Nach bisherigen Ermittlungen betrat der Unbekannte an jenem Sonntag, dem 9. August 2015, gegen 6.50 Uhr die Kreissparkasse in Esslingen (erhielt sich dort etwas eine halbe Stunde vor einem Automaten auf) und am gleichen Tag gegen 21 Uhr eine Bankfiliale der Postbank im Berliner Ortsteil Hermsdorf.

Blaue Jeans, schwarzes Polshirt, hellgraues Basecap, eine schwarze Umhängetasche und ein weißes Handy in der linken Hand - sah der Hacker in der Kreissparkasse Esslingen und der Postbank Berlin Hermsdorf aus. (Foto: Polizei)
Blaue Jeans, schwarzes Polshirt, hellgraues Basecap, eine schwarze Umhängetasche und ein weißes Handy in der linken Hand – so sah der Hacker in der Kreissparkasse Esslingen und der Postbank Berlin Hermsdorf aus. (Foto: Polizei)

Ohne dabei auf Kundendaten zurückzugreifen, manipulierte der Tatverdächtige in beiden Fällen die Steuerungselektronik von jeweils einem Geldausgabeautomaten und veranlasste so die Auszahlung von größeren Geldbeträgen.

Die Kriminalpolizei fragt:

  • Wer kennt die abgebildete Person bzw. kann Angaben zum Aufenthalt des Mannes machen?
  • Wer kann sonstige sachdienliche Hinweise zum Sachverhalt geben?

Hinweise nehmen die Ermittler des Fachkommissariats des Landeskriminalamtes Berlin in der Martin-Luther-Straße 105 in Berlin-Schöneberg unter der Telefonnummer (030) 4664 – 924 545 und per E-Mail unter lka245hinweise@polizei.berlin.de sowie jede andere Polizeidienststelle entgegen.

Eine Lehrvorführung über Jackpotting gibt es seit 2010 im Internet.

Wie man einen Geldautomaten dazu bringt, den Jackpot auszuspucken, hat Barnaby Jack, Forschungsleiter der Firma IOActive Labs aus Seattle in den USA mit Europazentrale in London, im Juli 2010 eindrucksvoll unter Applaus und Gejohle auf einer Sicherheitskonforenz namens Black Hat in Las Vegas demonstriert.

Das klappte auf zwei Wegen. Einmal ohne mechanische Manipulation des Automaten, indem er eine Schwachstelle in der standardmäßig aktivierten Fernwartungsfunktion der Automatenfirma Tranax ausnutzte, die es ihm erlaubte, seine modifizierte Firmware ohne Passwortabfrage aus der Ferne in das Gerät einzuspielen. Er brauchte am Automaten nur seine Zahlen eingeben und der Jackpot war geknackt. Auch ein Rootkit namens Scrooge hat der Sicherheitsexperte entwickelt.

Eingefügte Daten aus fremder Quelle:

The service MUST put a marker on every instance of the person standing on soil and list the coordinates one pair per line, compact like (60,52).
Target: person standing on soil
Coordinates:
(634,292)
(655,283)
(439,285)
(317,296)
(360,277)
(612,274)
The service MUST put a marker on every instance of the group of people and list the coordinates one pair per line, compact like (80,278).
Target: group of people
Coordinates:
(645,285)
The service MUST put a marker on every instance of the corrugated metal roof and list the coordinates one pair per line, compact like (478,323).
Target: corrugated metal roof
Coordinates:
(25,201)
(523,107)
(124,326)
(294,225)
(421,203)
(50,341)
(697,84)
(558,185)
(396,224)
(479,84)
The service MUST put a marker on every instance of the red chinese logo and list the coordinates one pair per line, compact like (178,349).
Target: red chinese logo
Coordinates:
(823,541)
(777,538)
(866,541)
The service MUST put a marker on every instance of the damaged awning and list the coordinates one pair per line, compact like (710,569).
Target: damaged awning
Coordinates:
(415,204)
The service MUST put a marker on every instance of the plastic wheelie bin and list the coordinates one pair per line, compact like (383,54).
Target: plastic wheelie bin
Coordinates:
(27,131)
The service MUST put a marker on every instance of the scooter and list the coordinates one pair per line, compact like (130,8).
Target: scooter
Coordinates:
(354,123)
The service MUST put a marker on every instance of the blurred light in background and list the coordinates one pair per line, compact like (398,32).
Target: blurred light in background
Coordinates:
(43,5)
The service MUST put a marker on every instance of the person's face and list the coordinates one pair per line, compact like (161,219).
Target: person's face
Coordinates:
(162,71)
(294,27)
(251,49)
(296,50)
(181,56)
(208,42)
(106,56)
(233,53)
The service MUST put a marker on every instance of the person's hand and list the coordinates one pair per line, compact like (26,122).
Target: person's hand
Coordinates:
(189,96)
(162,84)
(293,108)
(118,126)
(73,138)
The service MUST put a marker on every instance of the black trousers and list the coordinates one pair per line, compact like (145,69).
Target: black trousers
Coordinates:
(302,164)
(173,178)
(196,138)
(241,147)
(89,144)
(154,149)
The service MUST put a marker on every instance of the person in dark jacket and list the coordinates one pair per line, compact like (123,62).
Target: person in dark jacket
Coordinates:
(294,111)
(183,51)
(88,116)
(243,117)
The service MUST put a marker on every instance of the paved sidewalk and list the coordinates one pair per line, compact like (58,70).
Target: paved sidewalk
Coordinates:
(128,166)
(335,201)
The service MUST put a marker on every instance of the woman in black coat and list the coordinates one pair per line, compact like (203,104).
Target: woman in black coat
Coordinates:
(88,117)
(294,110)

Es soll nahezu unsichtbar sein, bis man eine spezielle Tastenfolge eintippt oder eine bestimmte Magnetkarte in den Automaten schiebt.

Beim zweiten Weg, es betraf einen Geldautomaten der Firma Triton, konnte Jack nicht über externe Schnittstellen eindringen. Er entdeckte jedoch, dass zwar der eigentliche Tresor gut gesichert ist, man die PC-Hardware über das Öffnen der Frontabdeckung gut erreichen kann. Dazu verwendete ATM Sicherheits-Schlüssel war von der Art, wie sie auch zur Sicherung von Aktenschränken verwendet werden. ATM verwendete einen Generalschlüssel für alle ATM-Automaten. Für den Schlüssel habe Forscher Jack im Internet 10,78 US-Dollar gezahlt. Mit einem präparierten USB-Stick gelang es ihm, modifizierte Firmware einzuspielen

Die beiden betroffenen Geldautomatensicherheitsfirmen Tranax und Triton beteuerten anschließend, die Sicherheitslücke nun geschlossen zu haben.

Auch Geräte anderer Anbieter soll man theoretisch auf diesem Wege manipulieren können. In vielen Geldautomaten kommt Windows CE zum Einsatz, das den Zugriff auf das Geldscheinausgabemodul über eine serielle Schnittstelle kontrolliert.

Im Rahmen einer Fachtagung des Landesverbandes im Bund Deutscher Kriminalbeamter am Mittwoch, 18. März 2015, im Stiftskeller der Stadtsparkasse in Kaiserslautern wurde dieses Thema mit Leben gefüllt. In einem Vortrag aus der Wirtschaft zeigte Ingo Ludemann, seit 2008 Leiter Competence Center Security der Wincor Nixdorf International GmbH aus dem Wohlrabedamm 31 in Berlin Siemensstadt (Spandau), die Manipulationsmöglichkeiten an Geldautomaten auf.

Neuer Geldautomat von Wincor Nixdorf

Er schützt aber ausdrücklich nur vor Card-Trapping (Karte bleibt im Schlitz stecken, Helfer rät nochmalige Pineingabe, Karte bleibt weiter stecken, Dieb entnimmt später die Karte und hebt ab) und vor Skimming (Auslesen des Magnetstreifens, Kopie des Streifens auf neue Karte, Abheben mit Daten aus alter Karte), weil keine Karte mehr manuell mit dem Geldautomaten in Berührung kommt.

Die neuen Geldautomaten von Winco Nixdorf CINEO C 2020 ermöglichen Geldabheben allein mit dem Smartfphone über eine App, die man von der jeweiligen Bank bekommt. (Pressefoto: Wincor-nixdorf.com)
Die neuen Geldautomaten von Winco Nixdorf CINEO C 2020 ermöglichen Geldabheben allein mit dem Smartfphone über eine App, die man von der jeweiligen Bank bekommt. (Pressefoto: Wincor-nixdorf.com)

Smartphone-Nutzer können mit einer App im Branding der jeweiligen Bank die Auszahlungen initiieren. Auch eine Auszahlung an Dritte ist möglich. Mithilfe der PC/E Software werden Transaktionsdaten auf ein mobiles Endgerät des Empfängers übermittelt. Der wiederum kann damit das Bargeld am Automaten abholen. Eine weitere Funktion der App ist ein Geldautomaten-Finder, der den Weg zum nächsten System weist, das die kartenlose Abhebung ermöglicht.

In der Pressemitteilung von Wincor Nixdorf vom 12. Oktober 2012 heißt es:

Neben dem modernen Bedienkonzept ist die schnelle und komfortable Transaktionsabwicklung ein Vorteil des Smart-ATMs. Da das System über einen kontaktlosen Leser und einen verschlüsselten Touch Screen verfügt, über den eine PIN eingegeben werden kann, entfällt das Risiko für Card-Trapping und Skimming-Attacken. Mehrere Institute in Europa, den USA und Asien haben bereits Tests mit dem CINEO C 2020 gestartet.

Der Schutz vor Jackpotting wird nicht erwähnt.